Ainsi fait et jugé par la Cour de cassation, chambre commerciale, financière et économique, et prononcé par le président en son audience publique du vingt-huit septembre deux mille vingt-deux.

MOYEN ANNEXE au présent arrêt

Moyen produit par la SCP Bauer-Violas, Feschotte-Desbois et Sebagh, avocat aux Conseils, pour la société Seafoodia.
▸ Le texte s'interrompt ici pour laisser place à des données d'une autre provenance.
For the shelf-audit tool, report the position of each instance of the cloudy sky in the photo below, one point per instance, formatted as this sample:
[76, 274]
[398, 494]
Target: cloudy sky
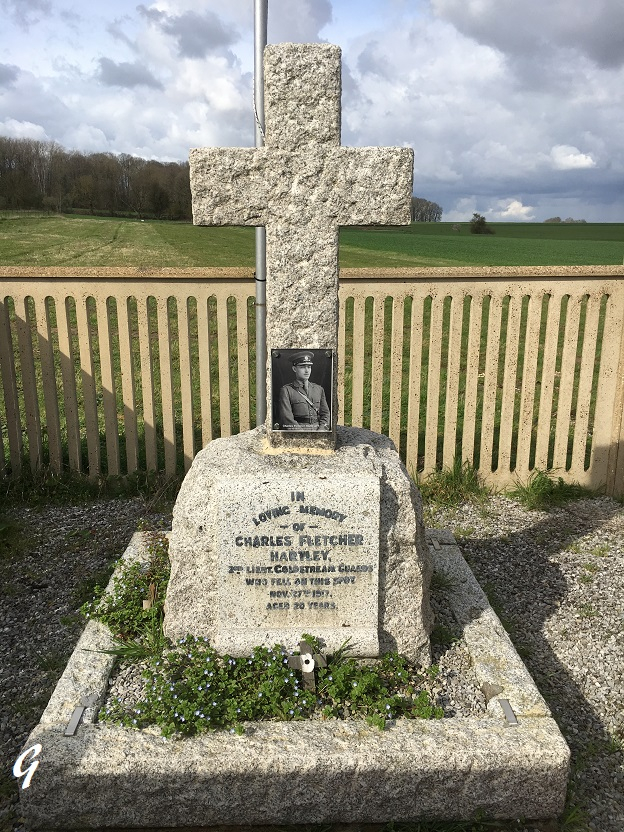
[514, 109]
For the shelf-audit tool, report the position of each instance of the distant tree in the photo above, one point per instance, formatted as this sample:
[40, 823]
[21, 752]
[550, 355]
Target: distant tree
[478, 225]
[36, 174]
[425, 211]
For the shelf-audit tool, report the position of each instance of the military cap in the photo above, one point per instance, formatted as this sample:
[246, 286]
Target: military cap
[305, 357]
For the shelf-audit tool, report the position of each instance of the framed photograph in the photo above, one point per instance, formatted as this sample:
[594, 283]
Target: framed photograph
[301, 390]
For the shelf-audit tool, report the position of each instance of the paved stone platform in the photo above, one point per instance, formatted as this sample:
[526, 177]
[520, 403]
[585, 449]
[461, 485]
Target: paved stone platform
[306, 772]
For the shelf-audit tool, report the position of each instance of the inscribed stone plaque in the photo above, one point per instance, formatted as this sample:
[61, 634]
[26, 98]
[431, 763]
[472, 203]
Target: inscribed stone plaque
[298, 555]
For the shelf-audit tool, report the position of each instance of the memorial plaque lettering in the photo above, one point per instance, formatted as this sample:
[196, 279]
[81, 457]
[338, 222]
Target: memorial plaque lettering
[295, 558]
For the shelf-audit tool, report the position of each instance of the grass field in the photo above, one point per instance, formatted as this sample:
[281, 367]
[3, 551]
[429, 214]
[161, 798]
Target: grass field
[49, 240]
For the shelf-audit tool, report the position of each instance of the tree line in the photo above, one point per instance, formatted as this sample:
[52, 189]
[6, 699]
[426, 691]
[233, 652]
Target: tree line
[425, 211]
[42, 175]
[38, 175]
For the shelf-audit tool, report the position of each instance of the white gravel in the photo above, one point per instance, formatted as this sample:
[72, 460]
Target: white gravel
[556, 579]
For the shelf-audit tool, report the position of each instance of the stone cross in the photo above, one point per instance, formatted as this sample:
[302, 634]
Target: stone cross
[302, 185]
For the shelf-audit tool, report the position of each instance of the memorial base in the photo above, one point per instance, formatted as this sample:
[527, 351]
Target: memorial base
[266, 547]
[310, 771]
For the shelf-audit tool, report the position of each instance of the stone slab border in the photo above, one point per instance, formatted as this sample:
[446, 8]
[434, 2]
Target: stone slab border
[302, 772]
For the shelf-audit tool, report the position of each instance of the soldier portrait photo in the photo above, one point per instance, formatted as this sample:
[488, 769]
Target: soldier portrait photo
[298, 402]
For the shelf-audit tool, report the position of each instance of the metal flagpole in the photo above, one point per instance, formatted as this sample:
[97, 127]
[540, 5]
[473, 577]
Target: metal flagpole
[260, 39]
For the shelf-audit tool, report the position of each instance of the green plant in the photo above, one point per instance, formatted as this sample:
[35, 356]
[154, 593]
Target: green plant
[543, 492]
[191, 688]
[122, 610]
[458, 484]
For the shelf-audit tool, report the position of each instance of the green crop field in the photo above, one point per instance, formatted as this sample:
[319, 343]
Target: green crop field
[32, 239]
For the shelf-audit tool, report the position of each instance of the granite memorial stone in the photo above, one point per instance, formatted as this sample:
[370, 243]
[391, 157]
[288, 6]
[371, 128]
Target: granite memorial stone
[302, 185]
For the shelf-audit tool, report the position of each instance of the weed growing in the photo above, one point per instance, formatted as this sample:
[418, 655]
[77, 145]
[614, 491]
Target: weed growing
[122, 610]
[542, 492]
[452, 486]
[46, 486]
[190, 688]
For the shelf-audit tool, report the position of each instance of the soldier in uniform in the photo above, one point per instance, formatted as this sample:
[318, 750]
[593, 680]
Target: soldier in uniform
[302, 404]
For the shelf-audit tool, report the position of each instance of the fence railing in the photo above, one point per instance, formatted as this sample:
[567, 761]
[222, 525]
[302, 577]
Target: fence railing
[509, 369]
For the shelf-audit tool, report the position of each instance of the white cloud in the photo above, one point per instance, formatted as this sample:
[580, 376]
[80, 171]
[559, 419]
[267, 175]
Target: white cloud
[566, 157]
[501, 118]
[511, 211]
[22, 130]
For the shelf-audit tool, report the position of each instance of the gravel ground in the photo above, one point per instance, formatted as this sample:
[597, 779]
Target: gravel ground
[556, 579]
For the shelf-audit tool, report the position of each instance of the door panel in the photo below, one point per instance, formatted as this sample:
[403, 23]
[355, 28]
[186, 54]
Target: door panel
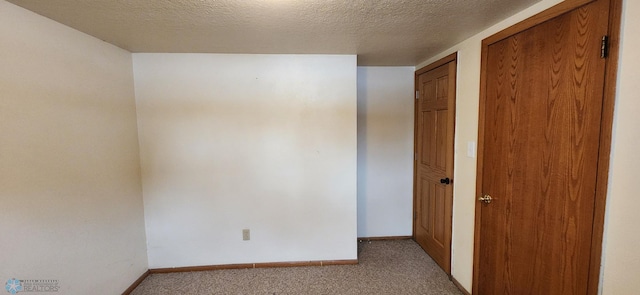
[542, 115]
[434, 160]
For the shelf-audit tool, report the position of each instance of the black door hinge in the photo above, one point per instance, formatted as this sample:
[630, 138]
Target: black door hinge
[604, 47]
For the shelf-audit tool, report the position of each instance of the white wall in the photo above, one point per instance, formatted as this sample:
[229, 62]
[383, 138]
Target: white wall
[385, 151]
[264, 142]
[621, 241]
[70, 182]
[622, 235]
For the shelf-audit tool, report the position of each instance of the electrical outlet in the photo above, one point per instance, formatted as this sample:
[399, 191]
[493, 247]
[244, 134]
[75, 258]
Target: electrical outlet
[246, 234]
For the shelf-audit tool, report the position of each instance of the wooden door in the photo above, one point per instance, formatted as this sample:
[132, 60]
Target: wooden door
[433, 197]
[540, 128]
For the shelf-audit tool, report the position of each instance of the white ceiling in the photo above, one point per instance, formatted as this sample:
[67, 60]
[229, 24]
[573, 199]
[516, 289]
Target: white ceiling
[380, 32]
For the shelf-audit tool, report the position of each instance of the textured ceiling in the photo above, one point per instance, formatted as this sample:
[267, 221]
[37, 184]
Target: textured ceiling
[380, 32]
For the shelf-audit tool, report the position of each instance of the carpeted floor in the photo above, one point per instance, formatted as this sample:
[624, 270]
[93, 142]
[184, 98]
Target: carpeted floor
[385, 267]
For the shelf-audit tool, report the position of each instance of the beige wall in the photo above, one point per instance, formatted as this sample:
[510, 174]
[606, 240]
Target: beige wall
[621, 257]
[385, 151]
[69, 170]
[259, 142]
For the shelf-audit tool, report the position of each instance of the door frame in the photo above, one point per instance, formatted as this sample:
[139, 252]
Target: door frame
[609, 93]
[443, 61]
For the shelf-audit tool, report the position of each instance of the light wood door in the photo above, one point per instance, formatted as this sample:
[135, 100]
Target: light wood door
[540, 134]
[435, 115]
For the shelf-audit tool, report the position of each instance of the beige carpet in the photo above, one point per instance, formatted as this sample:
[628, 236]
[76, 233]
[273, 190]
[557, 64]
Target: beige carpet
[386, 267]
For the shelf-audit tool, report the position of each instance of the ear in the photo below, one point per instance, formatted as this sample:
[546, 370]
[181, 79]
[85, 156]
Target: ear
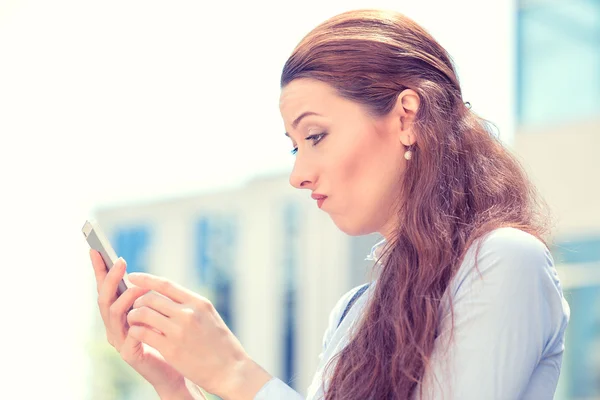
[405, 110]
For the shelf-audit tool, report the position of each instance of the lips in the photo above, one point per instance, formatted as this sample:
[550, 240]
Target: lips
[320, 199]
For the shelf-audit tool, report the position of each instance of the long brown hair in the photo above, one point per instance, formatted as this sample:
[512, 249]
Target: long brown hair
[460, 184]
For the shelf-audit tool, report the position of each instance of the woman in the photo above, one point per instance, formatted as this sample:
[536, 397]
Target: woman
[466, 303]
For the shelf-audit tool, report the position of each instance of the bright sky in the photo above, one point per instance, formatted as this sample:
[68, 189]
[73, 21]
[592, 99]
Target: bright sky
[117, 101]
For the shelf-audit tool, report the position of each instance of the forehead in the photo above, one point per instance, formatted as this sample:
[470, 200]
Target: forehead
[304, 94]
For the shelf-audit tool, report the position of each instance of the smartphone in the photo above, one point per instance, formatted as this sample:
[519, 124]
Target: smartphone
[99, 242]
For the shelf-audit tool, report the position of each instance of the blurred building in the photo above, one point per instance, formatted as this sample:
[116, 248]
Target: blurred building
[274, 265]
[558, 114]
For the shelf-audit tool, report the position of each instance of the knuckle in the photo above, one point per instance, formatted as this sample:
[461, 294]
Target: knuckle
[114, 311]
[178, 333]
[103, 302]
[170, 352]
[164, 285]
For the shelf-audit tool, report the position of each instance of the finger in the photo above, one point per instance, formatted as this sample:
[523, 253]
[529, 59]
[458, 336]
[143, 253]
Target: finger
[100, 270]
[151, 338]
[163, 286]
[119, 309]
[131, 349]
[151, 318]
[108, 291]
[157, 302]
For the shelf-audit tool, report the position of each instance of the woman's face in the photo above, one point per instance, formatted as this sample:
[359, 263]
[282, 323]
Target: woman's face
[346, 154]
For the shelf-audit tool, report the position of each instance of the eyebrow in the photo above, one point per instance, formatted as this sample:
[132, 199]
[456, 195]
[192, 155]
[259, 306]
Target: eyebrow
[297, 120]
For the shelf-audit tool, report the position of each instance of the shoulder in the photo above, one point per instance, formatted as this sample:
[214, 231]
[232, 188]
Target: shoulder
[506, 256]
[338, 310]
[342, 303]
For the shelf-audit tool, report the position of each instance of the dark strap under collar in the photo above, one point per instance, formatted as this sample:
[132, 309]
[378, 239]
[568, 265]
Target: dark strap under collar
[358, 293]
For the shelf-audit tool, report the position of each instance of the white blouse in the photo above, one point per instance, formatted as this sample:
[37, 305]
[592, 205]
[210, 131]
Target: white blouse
[509, 327]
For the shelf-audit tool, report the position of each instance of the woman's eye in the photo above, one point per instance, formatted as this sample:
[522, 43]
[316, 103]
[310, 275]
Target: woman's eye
[316, 138]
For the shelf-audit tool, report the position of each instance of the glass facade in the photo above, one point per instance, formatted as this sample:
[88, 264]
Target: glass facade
[290, 279]
[558, 56]
[215, 239]
[580, 378]
[132, 243]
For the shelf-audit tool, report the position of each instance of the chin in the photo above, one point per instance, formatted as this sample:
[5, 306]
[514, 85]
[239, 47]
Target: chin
[352, 228]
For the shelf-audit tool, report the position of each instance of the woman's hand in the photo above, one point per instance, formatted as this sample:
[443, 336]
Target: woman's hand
[144, 359]
[193, 338]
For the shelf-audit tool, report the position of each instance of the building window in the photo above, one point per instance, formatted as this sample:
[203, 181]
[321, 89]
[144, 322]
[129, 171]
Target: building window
[558, 61]
[215, 238]
[290, 279]
[132, 243]
[579, 260]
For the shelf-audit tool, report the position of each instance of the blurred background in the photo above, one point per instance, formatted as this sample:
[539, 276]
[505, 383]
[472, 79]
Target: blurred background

La société Seafoodia fait grief à l'arrêt attaqué d'avoir condamné la société Seafoodia à payer à la société Candis les commissions au taux contractuel de 3% sur toutes factures émises par Seafoodia à l'attention des sociétés Auchan, Cora, Carrefour, Grand Frais, Intermarché ou de l'un quelconque de leurs adhérents pour la période du 6 avril 2016 au 30 juin 2018 avec intérêts de droit du jour de l'émission de chaque facture, condamné la société Seafoodia en application de l'article L 134-12 du code de commerce, à payer à la société Candis une indemnité de cessation de contrat égale à deux années de commissions brutes, soit 3% des factures émises par Seafoodia en 2016 et 2017 à l'attention des sociétés Auchan, Cora, Carrefour, Grand Frais, Intermarché ou de l'un quelconque de leurs adhérents sous déduction des sommes susvisées et versées en exécution du jugement du 29 novembre 2017 ;

ALORS QU'aucune règle d'ordre public ne fait obstacle à ce qu'un contrat d'agent commercial à durée déterminée comporte une faculté de résiliation en cours d'exécution du contrat à disposition de chacune des parties ; qu'en l'espèce, pour faire droit aux demandes de la société Candis tendant au paiement de commissions sur les ventes faites postérieurement à la résiliation du contrat d'agent commercial par le mandant, soit du 6 avril 2016 au 30 juin 2018, et une indemnité de fin de contrat incluant dans son assiette de calcul les commissions sur les ventes réalisées du 6 avril 2016 au 30 juin 2018, la cour d'appel a relevé qu'il résulte des articles L. 134-12 et L. 134-16 du code de commerce, qui sont des dispositions d'ordre public économique, que l'agent commercial ne peut être privé, par une clause ou une convention, de son indemnité de fin de contrat, que l'article L. 134-12 du code de commerce énonce que, en ce cas, l'agent commercial a droit à une indemnité compensatrice en réparation du préjudice subi et l'article L. 134-16 du même code répute non écrite toute clause ou convention dérogeant à cette règle au détriment de l'agent ; que la cour d'appel a ajouté que l'article 3.2 du contrat d'agent commercial litigieux, prévoyant une faculté de résiliation en cours de contrat pour chacune des parties, tend à annihiler les conséquences juridiques attachées au caractère de contrat à durée déterminée résultant de son article 3.1, d'une part, en amoindrissant le montant de l'indemnité de rupture et, d'autre part, en privant l'agent commercial des commissions dues jusqu'à la date conventionnellement prévue ; que la cour d'appel en a déduit qu'il convenait de donner au contrat signé entre les parties sa juste qualification de contrat à durée déterminée et de réputer non écrite la clause 3.2 du contrat ; qu'en réputant ainsi non écrite la clause stipulant une faculté de résiliation en cours de contrat et en refusant ainsi de tenir compte des conséquences de l'exercice de cette faculté par la société Seafoodia, quand une telle clause, librement convenue entre les parties, qui ne privait pas la société Candis d'une indemnité de rupture, ne portait atteinte à aucune règle d'ordre public et était donc valable, la cour d'appel a violé l'article 1134 devenu 1103 du code civil, ensemble les articles L. 134-12 et L. 134-16 du code de commerce.